When McCloskey had come at a push of the call-button, Lidgerwood snapped the night-latch on the corridor door.
“Let us have it, Judson,” he said, when the trainmaster had dragged his chair into the circle of light described by the green cone shade of the desk lamp. “We have been wondering what had become of you.”
Summarized, Judson’s story was the report of an intelligent scout. Since he was classed with the discharged men, he had been able to find out some of the enemy’s moves in the game of coercion. The strikers had transferred their head-quarters from the Celestial to Cat Biggs’s place, where the committees, jealously safeguarded, were now sitting “in permanence” in the back room. Judson had not been admitted to the committee-room; but the thronged bar-room was public, and the liquor which was flowing freely had loosened many tongues.
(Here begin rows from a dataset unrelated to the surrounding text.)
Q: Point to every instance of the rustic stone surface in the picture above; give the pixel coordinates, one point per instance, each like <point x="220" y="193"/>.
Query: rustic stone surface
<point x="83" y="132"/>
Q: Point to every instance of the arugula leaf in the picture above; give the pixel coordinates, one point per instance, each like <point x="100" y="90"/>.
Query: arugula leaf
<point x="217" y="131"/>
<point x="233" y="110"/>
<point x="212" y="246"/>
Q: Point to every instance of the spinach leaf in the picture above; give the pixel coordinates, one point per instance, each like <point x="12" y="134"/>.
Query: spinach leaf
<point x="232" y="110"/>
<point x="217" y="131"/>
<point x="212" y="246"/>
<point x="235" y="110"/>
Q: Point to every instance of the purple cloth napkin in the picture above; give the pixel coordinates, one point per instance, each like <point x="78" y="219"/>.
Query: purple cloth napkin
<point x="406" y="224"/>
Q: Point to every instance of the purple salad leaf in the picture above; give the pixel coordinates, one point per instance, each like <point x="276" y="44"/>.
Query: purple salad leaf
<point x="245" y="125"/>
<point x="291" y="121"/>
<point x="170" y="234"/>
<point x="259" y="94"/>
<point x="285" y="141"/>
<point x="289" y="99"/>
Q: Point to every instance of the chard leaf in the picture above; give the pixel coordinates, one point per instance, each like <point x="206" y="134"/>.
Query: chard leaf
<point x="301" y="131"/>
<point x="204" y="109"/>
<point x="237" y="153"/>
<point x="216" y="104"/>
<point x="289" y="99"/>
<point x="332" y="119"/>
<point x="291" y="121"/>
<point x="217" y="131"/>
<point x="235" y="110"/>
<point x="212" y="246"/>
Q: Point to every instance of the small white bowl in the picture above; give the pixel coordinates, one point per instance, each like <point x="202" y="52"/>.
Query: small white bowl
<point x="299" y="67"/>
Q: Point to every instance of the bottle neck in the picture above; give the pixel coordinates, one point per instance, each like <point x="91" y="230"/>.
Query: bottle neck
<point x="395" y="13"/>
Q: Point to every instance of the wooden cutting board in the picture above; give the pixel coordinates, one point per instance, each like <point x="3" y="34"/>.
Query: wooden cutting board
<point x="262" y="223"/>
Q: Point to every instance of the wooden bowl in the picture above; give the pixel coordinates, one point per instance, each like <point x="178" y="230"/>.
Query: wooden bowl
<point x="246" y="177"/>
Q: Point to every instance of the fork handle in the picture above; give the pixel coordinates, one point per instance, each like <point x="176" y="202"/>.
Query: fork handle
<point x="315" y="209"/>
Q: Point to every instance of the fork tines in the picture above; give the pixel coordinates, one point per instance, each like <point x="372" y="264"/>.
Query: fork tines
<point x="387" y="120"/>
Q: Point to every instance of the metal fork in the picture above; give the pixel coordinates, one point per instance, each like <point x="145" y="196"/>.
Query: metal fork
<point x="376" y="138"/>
From the bar-room talk Judson had gathered that the strikers knew nothing as yet of McCloskey’s plan to keep the trains moving and the wires alive. Hence—unless the free-flowing whiskey should precipitate matters—there would probably be no open outbreak before midnight. As an offset to this, however, the engineer had overheard enough to convince him that the Copah wire had been tapped; that Dix, the day operator, had been either bribed or intimidated, and was now under guard at the strikers’ head-quarters, and that some important message had been intercepted which was, in Judson’s phrase, “raising sand” in the camp of the disaffected. This recurrence of the mysterious message, of which no trace could be found in the head-quarters record, opened a fresh field of discussion, and it was McCloskey who put his finger upon the only plausible conclusion.
“It is Hallock again,” he rasped. “He is the only man who could have used the private code. Dix probably picked out the cipher; he’s got a weakness for such things. Hallock’s carrying double. He has fixed up some trouble-making message, or faked one, and signed your name to it, and then schemed to let it leak out through Dix.”
“It’s making the trouble, all right,” was Judson’s comment. “When I left Biggs’s a few minutes ago, Tryon was calling for volunteers to come down here and steal an engine. From what he said, I took it they were aimin’ to go over into the desert to tear up the track and stop somebody or something coming this way from Copah—all on account of that make-believe message that you didn’t send.”
Thus far Judson’s report had dealt with facts. But there were other things deducible. He insisted that the strength of the insurrection did not lie in the dissatisfied employees of the Red Butte Western, or even in the ex-employees; it was rather in the lawless element of the town which lived and fattened upon the earnings of the railroad men—the saloon-keepers, the gamblers, the “tin-horns” of every stripe. Moreover, it was certain that some one high in authority in the railroad service was furnishing the brains. There was a chief to whom all the malcontents deferred, and who figured in the bar-room talk as the “boss,” or “the big boss.”